While the Soyuz TMA-1 was on orbit, the Space Shuttle Columbia disaster occurred and required a change in crew changeout process. The Soyuz system became the sole method for crew to launch to and return from the ISS until the space shuttle was returned to service in July 2005.

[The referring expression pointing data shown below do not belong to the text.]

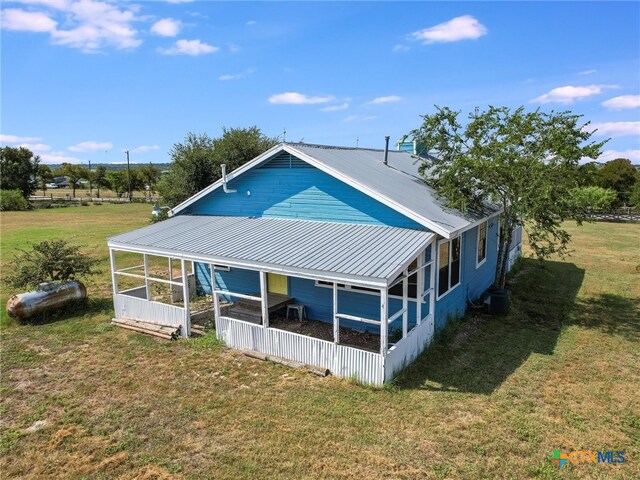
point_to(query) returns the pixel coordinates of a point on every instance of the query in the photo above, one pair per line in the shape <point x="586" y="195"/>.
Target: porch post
<point x="264" y="299"/>
<point x="186" y="330"/>
<point x="336" y="320"/>
<point x="384" y="321"/>
<point x="420" y="288"/>
<point x="432" y="286"/>
<point x="114" y="276"/>
<point x="214" y="294"/>
<point x="147" y="284"/>
<point x="405" y="303"/>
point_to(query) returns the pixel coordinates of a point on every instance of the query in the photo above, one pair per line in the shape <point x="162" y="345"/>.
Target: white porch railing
<point x="407" y="350"/>
<point x="142" y="309"/>
<point x="341" y="360"/>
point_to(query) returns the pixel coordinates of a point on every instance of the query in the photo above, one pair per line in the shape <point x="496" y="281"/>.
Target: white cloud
<point x="36" y="147"/>
<point x="21" y="20"/>
<point x="359" y="118"/>
<point x="145" y="148"/>
<point x="167" y="27"/>
<point x="91" y="147"/>
<point x="465" y="27"/>
<point x="335" y="108"/>
<point x="387" y="99"/>
<point x="633" y="155"/>
<point x="189" y="47"/>
<point x="295" y="98"/>
<point x="89" y="25"/>
<point x="569" y="93"/>
<point x="18" y="139"/>
<point x="618" y="129"/>
<point x="623" y="102"/>
<point x="59" y="157"/>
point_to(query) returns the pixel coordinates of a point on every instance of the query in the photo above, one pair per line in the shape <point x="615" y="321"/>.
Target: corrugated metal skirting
<point x="342" y="361"/>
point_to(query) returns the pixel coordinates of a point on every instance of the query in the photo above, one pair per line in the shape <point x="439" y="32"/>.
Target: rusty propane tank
<point x="49" y="296"/>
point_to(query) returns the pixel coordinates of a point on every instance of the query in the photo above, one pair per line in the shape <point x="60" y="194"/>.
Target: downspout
<point x="224" y="180"/>
<point x="386" y="149"/>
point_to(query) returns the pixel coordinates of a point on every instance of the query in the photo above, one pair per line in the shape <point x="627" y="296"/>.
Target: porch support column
<point x="384" y="321"/>
<point x="264" y="296"/>
<point x="336" y="320"/>
<point x="214" y="294"/>
<point x="432" y="286"/>
<point x="147" y="283"/>
<point x="186" y="326"/>
<point x="405" y="303"/>
<point x="114" y="276"/>
<point x="420" y="288"/>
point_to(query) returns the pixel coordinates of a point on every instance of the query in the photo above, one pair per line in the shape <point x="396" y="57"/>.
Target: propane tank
<point x="49" y="296"/>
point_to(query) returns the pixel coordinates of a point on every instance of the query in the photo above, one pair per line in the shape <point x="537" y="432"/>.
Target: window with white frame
<point x="481" y="254"/>
<point x="448" y="265"/>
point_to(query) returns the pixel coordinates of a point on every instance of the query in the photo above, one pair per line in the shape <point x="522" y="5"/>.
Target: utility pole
<point x="129" y="175"/>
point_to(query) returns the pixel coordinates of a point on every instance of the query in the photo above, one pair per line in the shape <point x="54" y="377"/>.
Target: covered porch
<point x="391" y="269"/>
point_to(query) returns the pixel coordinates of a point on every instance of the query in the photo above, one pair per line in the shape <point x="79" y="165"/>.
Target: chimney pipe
<point x="224" y="180"/>
<point x="386" y="149"/>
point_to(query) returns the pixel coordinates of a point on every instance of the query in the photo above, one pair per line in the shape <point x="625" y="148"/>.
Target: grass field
<point x="491" y="399"/>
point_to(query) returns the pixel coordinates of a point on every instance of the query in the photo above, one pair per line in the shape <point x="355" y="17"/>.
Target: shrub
<point x="50" y="260"/>
<point x="12" y="200"/>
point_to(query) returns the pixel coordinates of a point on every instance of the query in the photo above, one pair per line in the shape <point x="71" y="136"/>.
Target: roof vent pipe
<point x="224" y="180"/>
<point x="386" y="149"/>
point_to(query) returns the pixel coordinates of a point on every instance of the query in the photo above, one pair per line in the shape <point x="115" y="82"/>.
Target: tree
<point x="196" y="162"/>
<point x="523" y="162"/>
<point x="50" y="260"/>
<point x="18" y="170"/>
<point x="100" y="178"/>
<point x="589" y="175"/>
<point x="593" y="198"/>
<point x="45" y="175"/>
<point x="74" y="174"/>
<point x="619" y="175"/>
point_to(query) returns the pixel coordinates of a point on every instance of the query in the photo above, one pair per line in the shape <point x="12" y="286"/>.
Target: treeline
<point x="22" y="172"/>
<point x="612" y="185"/>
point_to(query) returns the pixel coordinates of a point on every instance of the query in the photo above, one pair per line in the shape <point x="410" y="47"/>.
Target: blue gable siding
<point x="293" y="189"/>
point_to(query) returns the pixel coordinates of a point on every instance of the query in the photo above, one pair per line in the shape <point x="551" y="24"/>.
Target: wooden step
<point x="166" y="332"/>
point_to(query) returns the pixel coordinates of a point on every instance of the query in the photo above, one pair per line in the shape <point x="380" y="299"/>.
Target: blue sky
<point x="86" y="80"/>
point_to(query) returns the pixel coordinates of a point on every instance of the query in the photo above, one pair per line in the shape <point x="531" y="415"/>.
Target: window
<point x="481" y="255"/>
<point x="448" y="265"/>
<point x="396" y="290"/>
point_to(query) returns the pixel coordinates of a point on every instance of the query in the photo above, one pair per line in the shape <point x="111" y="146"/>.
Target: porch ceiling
<point x="348" y="253"/>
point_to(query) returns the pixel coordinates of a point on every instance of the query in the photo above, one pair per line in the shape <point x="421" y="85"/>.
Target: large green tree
<point x="619" y="175"/>
<point x="18" y="170"/>
<point x="196" y="161"/>
<point x="74" y="173"/>
<point x="523" y="162"/>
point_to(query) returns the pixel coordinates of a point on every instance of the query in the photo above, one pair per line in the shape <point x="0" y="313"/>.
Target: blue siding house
<point x="349" y="238"/>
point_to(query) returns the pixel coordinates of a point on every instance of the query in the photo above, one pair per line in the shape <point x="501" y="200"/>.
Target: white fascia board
<point x="423" y="246"/>
<point x="460" y="231"/>
<point x="370" y="192"/>
<point x="230" y="176"/>
<point x="370" y="282"/>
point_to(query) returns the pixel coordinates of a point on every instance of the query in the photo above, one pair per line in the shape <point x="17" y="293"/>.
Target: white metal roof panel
<point x="367" y="254"/>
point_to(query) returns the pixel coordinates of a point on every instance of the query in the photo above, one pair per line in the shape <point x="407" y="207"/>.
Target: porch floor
<point x="324" y="331"/>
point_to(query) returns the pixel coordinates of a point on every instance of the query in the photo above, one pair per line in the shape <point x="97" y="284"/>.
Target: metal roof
<point x="349" y="253"/>
<point x="397" y="184"/>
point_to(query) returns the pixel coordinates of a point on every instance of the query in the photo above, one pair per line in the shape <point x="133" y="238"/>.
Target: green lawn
<point x="491" y="399"/>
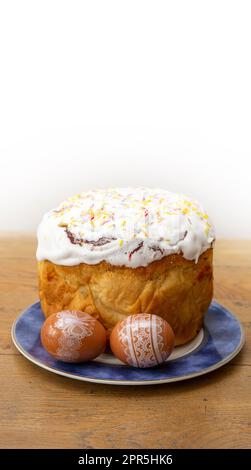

Soyuz TMA-1 disembarked from ISS on May 4, 2003 and immediately began its return to Earth, marking the first entry and descent for this Soyuz class. A technical malfunction caused the Soyuz control system to abandon the gentler controlled entry and descent and instead fall back to the harsher ballistic reentry and descent. This resulted in a steep and off target landing of the spacecraft. The craft landed 300 miles short of the planned area, and the crew was subjected to severe acceleration loads. Communication with the Soyuz was lost because one antenna was ripped off during descent, and two more did not deploy. The crew regained communications through an emergency transmitter after landing. Due to this event, future crews would be provided with a satellite phone to establish contact with recovery forces.

Subsequent Soyuz TMA missions were able to successfully execute controlled reentries until the Soyuz TMA-10 and Soyuz TMA-11 missions which both also reverted to ballistic descents.

Don Pettit, concerned that the film documenting his science experiments on the ISS would be damaged by space radiation before the next Shuttle could bring it home, decided to secure the film and other items in a 20 kg pack he placed on his chest during reentry. While a normal Soyuz entry involves 3 G's, the ballistic reentry subjecting the crew to over 8 G's. This extreme force made the pack feel like a 160 kg weight pressing down on Pettit's chest. Pettit was left exhausted and reportedly dislocated a shoulder, but the space agencies downplayed the situation saying the astronauts were in good shape.